So that was, and that wasn’t what I was, I wanted the action. Yeah.

Action.

[00:20:01] Jane: Yeah. So talking about Bea, I want to talk about characters. You have Bea who, as we talked about, brilliant, trying to break into a place that is a poor Jewish girl no one breaks into on Wall Street. And then her brother, who’s like her polar opposite in a lot of ways very handsome.

And he’s the literally the fair haired boy. She’s dark and and small. And she, he’s like tall and blonde. And so why twins? And how did you come up with them? Like, how did you develop them? I thought that was so interesting.

[00:20:29] Samantha: You ask really good questions, by the way. Oh, a good reader and a good question asker and a good writer.

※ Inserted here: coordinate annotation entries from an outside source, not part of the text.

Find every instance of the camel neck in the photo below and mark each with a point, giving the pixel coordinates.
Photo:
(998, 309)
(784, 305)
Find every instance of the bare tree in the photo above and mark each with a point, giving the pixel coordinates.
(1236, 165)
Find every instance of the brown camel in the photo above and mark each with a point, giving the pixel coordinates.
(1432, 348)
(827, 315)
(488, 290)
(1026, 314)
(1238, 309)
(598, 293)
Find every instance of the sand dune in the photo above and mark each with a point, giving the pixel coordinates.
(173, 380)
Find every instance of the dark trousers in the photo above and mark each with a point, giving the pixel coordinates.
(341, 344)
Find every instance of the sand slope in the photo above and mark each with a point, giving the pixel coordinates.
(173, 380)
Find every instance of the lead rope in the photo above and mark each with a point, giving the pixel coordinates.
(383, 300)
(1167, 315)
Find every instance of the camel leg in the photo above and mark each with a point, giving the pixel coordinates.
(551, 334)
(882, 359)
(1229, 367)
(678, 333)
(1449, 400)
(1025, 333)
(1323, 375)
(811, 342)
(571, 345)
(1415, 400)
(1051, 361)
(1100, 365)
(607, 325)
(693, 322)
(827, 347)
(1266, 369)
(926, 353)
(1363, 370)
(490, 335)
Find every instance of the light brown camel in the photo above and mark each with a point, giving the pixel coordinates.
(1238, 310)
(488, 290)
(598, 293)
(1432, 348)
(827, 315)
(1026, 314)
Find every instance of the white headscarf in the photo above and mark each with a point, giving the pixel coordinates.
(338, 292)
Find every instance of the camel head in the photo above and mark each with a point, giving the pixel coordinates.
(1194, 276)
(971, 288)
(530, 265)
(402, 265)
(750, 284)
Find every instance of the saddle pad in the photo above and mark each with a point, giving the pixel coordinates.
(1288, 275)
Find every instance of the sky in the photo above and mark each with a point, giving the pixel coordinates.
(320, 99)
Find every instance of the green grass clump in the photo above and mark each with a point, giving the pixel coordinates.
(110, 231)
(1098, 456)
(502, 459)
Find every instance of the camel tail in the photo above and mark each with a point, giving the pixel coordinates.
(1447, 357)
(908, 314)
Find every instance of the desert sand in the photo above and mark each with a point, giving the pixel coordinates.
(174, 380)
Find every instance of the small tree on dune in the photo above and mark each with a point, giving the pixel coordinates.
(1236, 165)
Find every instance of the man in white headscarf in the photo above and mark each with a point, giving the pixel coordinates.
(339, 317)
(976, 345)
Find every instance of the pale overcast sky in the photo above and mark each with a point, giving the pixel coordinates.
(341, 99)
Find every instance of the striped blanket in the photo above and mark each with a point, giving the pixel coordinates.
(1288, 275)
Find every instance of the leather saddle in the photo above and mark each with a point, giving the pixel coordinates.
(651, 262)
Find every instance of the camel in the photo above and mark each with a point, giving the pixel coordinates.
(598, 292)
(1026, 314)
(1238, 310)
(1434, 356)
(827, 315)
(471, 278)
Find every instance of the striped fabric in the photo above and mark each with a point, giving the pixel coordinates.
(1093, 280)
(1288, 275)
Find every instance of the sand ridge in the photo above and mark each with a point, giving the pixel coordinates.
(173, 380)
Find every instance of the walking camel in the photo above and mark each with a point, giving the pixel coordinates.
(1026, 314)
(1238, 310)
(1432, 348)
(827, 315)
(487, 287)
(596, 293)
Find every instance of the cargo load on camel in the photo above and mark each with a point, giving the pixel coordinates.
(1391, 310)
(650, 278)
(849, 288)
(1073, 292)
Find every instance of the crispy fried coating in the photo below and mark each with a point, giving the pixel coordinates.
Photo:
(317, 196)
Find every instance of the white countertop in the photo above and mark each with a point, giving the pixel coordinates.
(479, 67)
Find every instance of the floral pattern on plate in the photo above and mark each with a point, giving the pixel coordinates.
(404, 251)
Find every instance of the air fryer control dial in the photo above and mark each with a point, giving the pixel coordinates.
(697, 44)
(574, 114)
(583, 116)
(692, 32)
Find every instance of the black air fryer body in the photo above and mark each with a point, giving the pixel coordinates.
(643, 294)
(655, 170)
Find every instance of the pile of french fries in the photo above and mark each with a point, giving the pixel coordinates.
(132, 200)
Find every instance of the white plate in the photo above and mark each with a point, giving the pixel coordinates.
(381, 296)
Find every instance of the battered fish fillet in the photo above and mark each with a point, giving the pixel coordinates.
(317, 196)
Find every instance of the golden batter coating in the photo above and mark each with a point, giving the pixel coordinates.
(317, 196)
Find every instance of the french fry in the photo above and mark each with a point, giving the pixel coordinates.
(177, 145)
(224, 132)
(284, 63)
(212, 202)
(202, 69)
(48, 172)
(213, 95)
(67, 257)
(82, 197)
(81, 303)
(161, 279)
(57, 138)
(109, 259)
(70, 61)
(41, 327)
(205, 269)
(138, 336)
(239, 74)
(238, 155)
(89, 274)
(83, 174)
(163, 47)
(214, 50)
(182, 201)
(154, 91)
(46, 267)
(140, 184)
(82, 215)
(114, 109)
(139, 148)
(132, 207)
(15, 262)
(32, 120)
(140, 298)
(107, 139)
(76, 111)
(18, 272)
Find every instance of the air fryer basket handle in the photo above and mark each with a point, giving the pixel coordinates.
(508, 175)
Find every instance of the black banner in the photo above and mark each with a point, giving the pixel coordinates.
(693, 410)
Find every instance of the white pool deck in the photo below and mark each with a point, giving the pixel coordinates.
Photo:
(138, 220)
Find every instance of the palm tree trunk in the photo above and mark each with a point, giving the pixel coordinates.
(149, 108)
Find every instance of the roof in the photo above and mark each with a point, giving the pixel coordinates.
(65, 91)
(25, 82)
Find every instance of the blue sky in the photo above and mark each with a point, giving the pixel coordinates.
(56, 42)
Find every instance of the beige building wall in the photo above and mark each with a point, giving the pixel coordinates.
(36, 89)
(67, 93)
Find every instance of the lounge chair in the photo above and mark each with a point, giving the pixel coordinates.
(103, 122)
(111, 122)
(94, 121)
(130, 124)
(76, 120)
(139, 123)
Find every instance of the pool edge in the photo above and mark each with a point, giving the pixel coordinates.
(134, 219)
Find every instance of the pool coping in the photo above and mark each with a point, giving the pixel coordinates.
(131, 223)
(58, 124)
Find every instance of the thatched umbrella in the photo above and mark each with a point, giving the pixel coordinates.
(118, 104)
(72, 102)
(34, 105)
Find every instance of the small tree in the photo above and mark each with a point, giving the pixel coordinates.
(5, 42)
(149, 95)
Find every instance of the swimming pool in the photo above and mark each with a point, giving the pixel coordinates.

So I, the twin idea, when I started, when I first came up with the twin idea. I wanted them to be identical twin. I see someone in the comments just asked if I’m a twin. I’m not only am I not a twin, I have a half sister from my father’s second marriage who I never lived with. So I’m basically an only child, but I have a girl and a boy who are two years apart.

And so the sibling relationship was foreign to me when I had children. So I think I’m very, I’m extra fascinated by sibling relationships because I don’t totally understand them from my own experience. And originally they were twins because I was gonna have Bea do a reverse Tootsie and dress up as Jake and take on his identity.

That was one of my original ideas. And so I was like then they need to be twins. And then I started to think about all of the twins that I know and people I know who have twins. And there is this connection, it’s like almost psychic connection that twins seem to have. And even if they are polar opposites, which sometimes they are when they’re fraternal but I loved the idea that they could be the yin and yang to one another and still help each other.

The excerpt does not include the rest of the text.